Senin, 02 Februari 2015

Day# 33: Using My Noggin'!

Yesterday's workout was R-O-U-G-H.

I've been doing roughly 1 hour of cardio 5x's a week (30 min on Mr. T and 30 on the upright bike) with no problem- truthfully, (to my own surprise) I really enjoy working out and pushing myself to do things that I didn't think I could. However, last night I felt like my legs weighed a bazillion pounds and it literally was all I could do to to keep myself on that treadmill for the full 30 minutes- but I did and I was proud of myself :)

I went home wondering why in the world I just felt so sluggish during my workout- that had never happened to me before and at this point in the game working out should be getting easier, not harder. And then the culprit to my sluggishness was discovered- I hadn't eaten since noon and it was 6pm! No wonder I felt like a dead turd! You would think it would be fairly obvious that not eating for 6 hours would not provide me with enough energy for a great workout but needless to say, I wasn't usin' the old noggin!

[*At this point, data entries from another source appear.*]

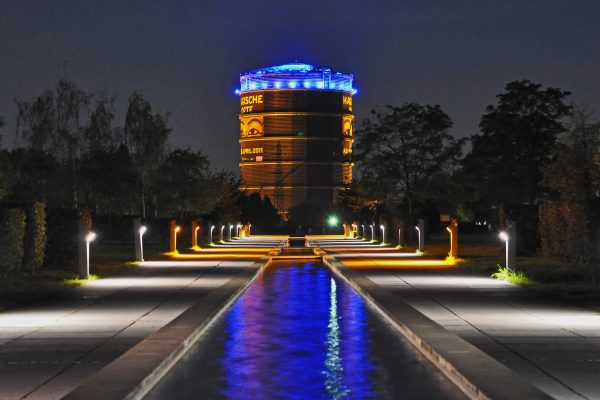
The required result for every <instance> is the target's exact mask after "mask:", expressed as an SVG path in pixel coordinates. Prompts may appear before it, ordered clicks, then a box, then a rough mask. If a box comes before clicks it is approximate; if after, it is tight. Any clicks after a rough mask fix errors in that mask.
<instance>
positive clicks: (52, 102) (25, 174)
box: [0, 80, 273, 222]
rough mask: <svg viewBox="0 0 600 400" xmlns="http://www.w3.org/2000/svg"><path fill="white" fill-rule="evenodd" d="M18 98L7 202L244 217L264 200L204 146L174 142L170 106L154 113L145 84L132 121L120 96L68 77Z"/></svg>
mask: <svg viewBox="0 0 600 400" xmlns="http://www.w3.org/2000/svg"><path fill="white" fill-rule="evenodd" d="M15 103H16V107H17V112H16V116H15V117H16V138H17V146H16V147H15V148H14V149H13V150H11V151H8V150H6V149H2V148H1V147H0V201H1V202H2V203H4V204H7V205H26V204H32V203H34V202H41V203H43V204H44V205H45V206H46V207H47V208H51V209H52V208H71V209H83V208H87V209H89V210H91V211H92V213H93V214H94V215H98V216H108V217H111V216H121V215H139V216H142V217H144V218H180V219H192V218H199V217H204V218H206V219H207V220H208V219H211V220H213V221H222V222H237V221H240V213H242V217H245V215H244V214H245V212H244V211H245V210H246V209H248V207H246V206H245V205H246V203H252V202H255V200H254V199H252V198H250V199H249V198H248V197H247V196H246V195H245V194H243V193H242V192H240V190H239V187H240V182H239V179H238V178H237V175H236V174H234V173H233V172H230V171H226V170H215V169H214V168H213V167H212V166H211V165H210V162H209V160H208V158H207V157H205V156H204V155H203V154H202V152H201V151H192V150H190V149H172V148H170V146H169V136H170V134H171V128H170V127H169V114H161V113H157V112H155V111H153V109H152V106H151V104H150V103H149V101H148V100H147V99H146V98H144V95H143V94H142V93H141V92H139V91H135V92H133V93H132V94H131V95H130V96H129V98H128V102H127V109H126V110H124V111H125V112H124V115H125V118H124V120H123V121H116V120H115V114H116V109H115V97H114V96H111V95H109V94H107V93H104V92H99V93H94V94H92V93H87V92H85V91H83V90H82V89H80V88H79V87H78V86H77V85H76V84H75V83H74V82H71V81H68V80H60V81H59V82H58V83H57V85H56V86H55V87H54V88H52V89H48V90H46V91H44V92H43V93H42V94H40V95H38V96H35V97H34V98H32V99H29V100H23V99H16V100H15ZM4 123H5V118H1V117H0V127H1V126H2V125H4ZM0 143H1V142H0ZM259 206H260V207H265V209H266V211H263V212H265V213H267V214H268V213H269V212H270V211H272V210H273V207H272V206H270V203H268V204H266V203H265V204H263V203H261V204H260V205H259ZM269 206H270V208H269ZM271 214H272V213H271ZM242 222H246V221H242Z"/></svg>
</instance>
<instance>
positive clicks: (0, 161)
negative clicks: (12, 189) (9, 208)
mask: <svg viewBox="0 0 600 400" xmlns="http://www.w3.org/2000/svg"><path fill="white" fill-rule="evenodd" d="M4 123H5V122H4V117H2V115H0V128H2V127H3V126H4ZM9 186H10V153H9V152H8V151H6V150H4V149H3V148H2V135H0V200H2V199H4V197H6V195H7V194H8V188H9Z"/></svg>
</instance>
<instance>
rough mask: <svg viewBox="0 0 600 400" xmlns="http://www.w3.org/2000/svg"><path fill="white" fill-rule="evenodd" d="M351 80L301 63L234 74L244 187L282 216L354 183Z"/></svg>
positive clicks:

And this got me thinking- did I really even know what it was I was suppposed to be eating before and after a workout? The simple answer- No. So I spent the evening doing some research and here's what I found out:

It is helpful to not just eat before or after a workout but both.

Benefits to eating BEFORE a workout: Helps give your body the energy that it needs to work hard so that you can burn calories/fat, helps settle your stomach and avoid hunger, prevents low blood sugar, and fortifies your mental state by knowing that your body is fueld. This might just sound like a bunch of mumbo jumbo but let me tell you what, I know that I would have felt a million times better during my workout and been able to burn WAY more calories had I made sure I had fueled my body properly.

Pre-Workout Snacks:
- Protein Bar
- Veggies
- Sports Drink
- Bread
- Fruits

Avoid: Foods rich in Fiber and Fat.

Benefits to eating AFTER a workout: Studies have shown that 15-60 minutes after a workout is the optimal time to eat carbohydrate and protein rich foods because it is at that time that you have a "metabolic window"- This means that enzymes that replenish muscle carbs are at their highest levels. Plus, insulin, which rebuilds protein stores, is at peak levels. So eating a carb-and-protein mix at this point will maintain muscle, replenish glycogen stores, and reduce the amount of fat your body stores.

Post-Workout Snacks:
- Turkey on a whole wheat bagel
- Banana
- Orange Juice
- Egg
- Peanut Butter Sandwhich
- Yogurt w/fruit
- Bagel w/ lite cream cheese
- Handful of nuts

As far as WHAT TIME you should eat- about 1 hour before and within 15-45 minutes after.

Before researching this subject I was really just guessing at what I thought was good to eat, but now I know the right way to fuel my body so that a workout doesn't feel like torture! I'm guessing most of you already knew this stuff but in the rare case that someone was like me and was clueless- there you go! :)

I'm hitting the gym again tonight, but this time I'll be munching on one these little tastes of heaven... Luna Bars! (Peanut Butter Cookie). These babies are packed w/ protein (9gs) and I'll see if these provide me w/the energy I need to give it my all in the gym!

Yesterday's slugfest also reminded me that I need to be more consious of eating my 6 small meals a day- I really shouldn't have gone 6 hours without eating- I'm prepared today!

So let's hear it- do you eat before/after you workout? What are your favorite pre/post workout snacks?